I also included ebook versions in the reward tiers, which necessitated taking the book out of Kindle Unlimited.4 It turned out to be a great move, because I was able to net 75 digital-only backers and also give backers a lower-priced tier to start at and then potentially upgrade to a higher-priced tier by the end of the campaign. It was also a great value-add for every higher tier and had a distribution cost of zero as a bonus.5
What would you do differently?
Although I was incredibly happy with how the campaign turned out, in terms of backers and funding, there are a couple of areas I think I can improve in the next campaign.
First, I would finish the campaign page earlier, so I can get the pre-launch campaign link earlier and promote that for longer.6 Doing so would have allowed me to bring in more people during the first few days of the campaign as well as attract more Kickstarter superbackers who may be browsing upcoming projects.
Second, I would do more cross-promotions with concurrent campaigns, even if they weren’t in the Fiction category. A cross-promotion entails posting a link to another campaign in your Project Updates in exchange for that campaign sharing your link in their Updates.
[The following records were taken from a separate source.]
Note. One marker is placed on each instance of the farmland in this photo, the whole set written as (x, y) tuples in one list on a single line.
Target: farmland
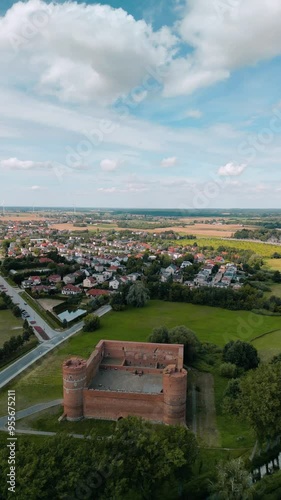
[(43, 382), (263, 249)]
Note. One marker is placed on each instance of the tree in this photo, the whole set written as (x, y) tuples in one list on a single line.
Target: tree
[(231, 397), (138, 295), (182, 335), (91, 323), (159, 335), (145, 457), (233, 481), (228, 370), (260, 400), (117, 302), (16, 311), (241, 354)]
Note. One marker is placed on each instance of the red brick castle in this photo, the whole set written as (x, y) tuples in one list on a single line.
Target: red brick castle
[(127, 378)]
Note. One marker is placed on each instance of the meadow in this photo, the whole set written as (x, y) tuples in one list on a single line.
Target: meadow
[(263, 249), (274, 264), (9, 326), (43, 382)]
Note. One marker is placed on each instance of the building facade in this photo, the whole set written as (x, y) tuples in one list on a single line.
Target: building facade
[(127, 378)]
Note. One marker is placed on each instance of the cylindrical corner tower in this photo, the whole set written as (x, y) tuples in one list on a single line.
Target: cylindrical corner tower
[(174, 390), (74, 380)]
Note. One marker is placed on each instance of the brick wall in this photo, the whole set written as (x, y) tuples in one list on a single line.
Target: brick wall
[(114, 405)]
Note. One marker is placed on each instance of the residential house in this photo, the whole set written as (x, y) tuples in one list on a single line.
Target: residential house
[(97, 293), (54, 278), (69, 278), (71, 290), (185, 263), (89, 282)]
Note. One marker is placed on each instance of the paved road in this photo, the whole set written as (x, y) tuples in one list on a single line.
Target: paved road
[(56, 338), (31, 411), (34, 316)]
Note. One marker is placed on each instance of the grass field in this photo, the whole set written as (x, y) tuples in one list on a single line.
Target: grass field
[(43, 381), (9, 326), (262, 249), (268, 346), (275, 290)]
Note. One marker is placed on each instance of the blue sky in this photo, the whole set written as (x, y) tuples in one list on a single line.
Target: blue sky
[(140, 104)]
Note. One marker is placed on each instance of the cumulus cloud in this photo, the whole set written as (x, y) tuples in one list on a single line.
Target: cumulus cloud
[(232, 169), (223, 36), (193, 113), (128, 188), (169, 162), (83, 52), (108, 165), (16, 164)]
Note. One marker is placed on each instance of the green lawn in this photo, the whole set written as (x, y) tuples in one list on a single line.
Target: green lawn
[(269, 345), (273, 264), (43, 382), (264, 249), (275, 290), (47, 420), (9, 326)]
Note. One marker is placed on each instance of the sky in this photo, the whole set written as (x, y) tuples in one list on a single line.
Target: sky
[(157, 104)]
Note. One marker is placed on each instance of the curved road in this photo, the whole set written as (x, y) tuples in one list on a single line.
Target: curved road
[(56, 338)]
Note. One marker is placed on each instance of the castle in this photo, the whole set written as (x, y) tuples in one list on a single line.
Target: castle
[(127, 378)]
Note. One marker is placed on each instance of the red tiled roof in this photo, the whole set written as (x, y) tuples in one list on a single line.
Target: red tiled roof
[(95, 292)]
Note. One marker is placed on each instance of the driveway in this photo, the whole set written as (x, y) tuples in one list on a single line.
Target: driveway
[(55, 338)]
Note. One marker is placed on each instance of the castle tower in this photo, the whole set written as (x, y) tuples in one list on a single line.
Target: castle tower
[(74, 379), (174, 390)]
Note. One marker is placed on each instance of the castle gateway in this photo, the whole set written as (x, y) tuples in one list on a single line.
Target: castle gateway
[(127, 378)]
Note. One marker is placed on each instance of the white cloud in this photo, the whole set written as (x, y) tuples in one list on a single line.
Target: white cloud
[(232, 169), (108, 165), (15, 164), (108, 190), (224, 36), (193, 113), (83, 52), (128, 188), (169, 162)]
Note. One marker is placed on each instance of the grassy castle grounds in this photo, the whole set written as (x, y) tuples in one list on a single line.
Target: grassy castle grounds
[(214, 325)]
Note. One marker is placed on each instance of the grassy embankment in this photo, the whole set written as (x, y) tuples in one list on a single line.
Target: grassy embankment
[(262, 249), (43, 381)]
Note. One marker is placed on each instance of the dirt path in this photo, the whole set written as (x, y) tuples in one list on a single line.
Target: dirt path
[(201, 413)]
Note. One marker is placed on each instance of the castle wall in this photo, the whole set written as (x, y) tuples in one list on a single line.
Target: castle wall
[(74, 381), (174, 390), (114, 405), (94, 361), (168, 406), (145, 354)]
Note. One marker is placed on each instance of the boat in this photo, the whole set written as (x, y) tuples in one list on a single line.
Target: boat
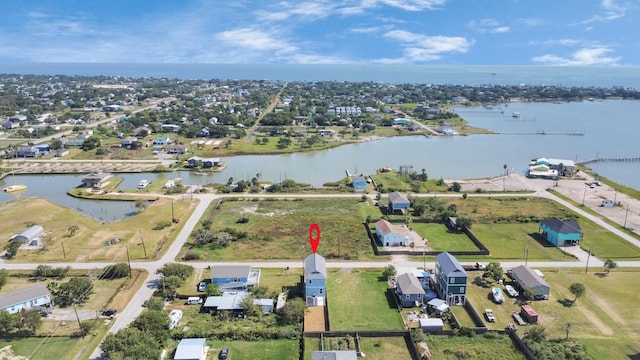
[(14, 188), (143, 184)]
I did two cross-promotions during my campaign, and they were both successful in bringing in new backers, but I should have expanded my outreach, especially because there are usually not a lot of Fiction campaigns running at any one time.
Third, I would have scaled back my Stretch Goals slightly. I spent a lot of time during the campaign planning and coordinating new stretch goals. While I was able to fund the two additional stretch goals I added mid-campaign, I wonder how much these added stretch goals led to more backers.
Finally, I would have finished the new novella I wrote for the special edition before launching the campaign. My original plan was to finish it by the end of the campaign, but the scope of the story kept expanding and I ended up finishing it well after the campaign ended, which slowed down the entire production process. For book 2’s campaign, I will not launch the campaign until the final text is done (and if possible, not until the interior formatting of the book is done minus the Backer Acknowledgements).
I hope this was an interesting look inside my Kickstarter campaign.
If you’ve run a Kickstarter campaign before (in any category), what are some takeaways from your first campaign that you’ve applied to future campaigns?
The idea for this crazy literary concoction came from Kieron Gillen's Wicked + Divine 1923 one-shot, which is described as: “Basically, a bunch of 1920s gods based on major modernist figures stuck in the middle of an Agatha Christie murder mystery, done in a comics-prose hybrid that's clearly trying to start a fight with JONATHAN HICKMAN. (Yeah, you heard, Jon. Come at us, bro.)”
If you’re interested in planning and launching a Kickstarter campaign for the first time, I go over all the details here.
To save on headaches and streamline things, for international backers, I shipped individual copies direct from the printer and separately mailed the extras. With global shipping now in disarray, this ended up being a prescient decision, and also saved me from having to figure out how to fill out a Customs form.
If your ebook is part of Kindle Unlimited, Amazon's monthly all-you-can-read subscription service, it must be exclusive to Amazon (i.e. you can not put it up for sale on other retailers or sell it yourself or even give copies away for free).
I recommend pulling your book out of KU (if you are doing a special edition of an existing book) when your three-month period is up, and then you can always put the book back into KU after you fulfill your campaign. If you are launching a new book, then you can include the ebook, fulfill the campaign, and then out the ebook into KU when you launch on Amazon.
A pre-launch page has your campaign image, a short blurb, and a Follow button. If you hit the Follow button, you are notified when the campaign launches.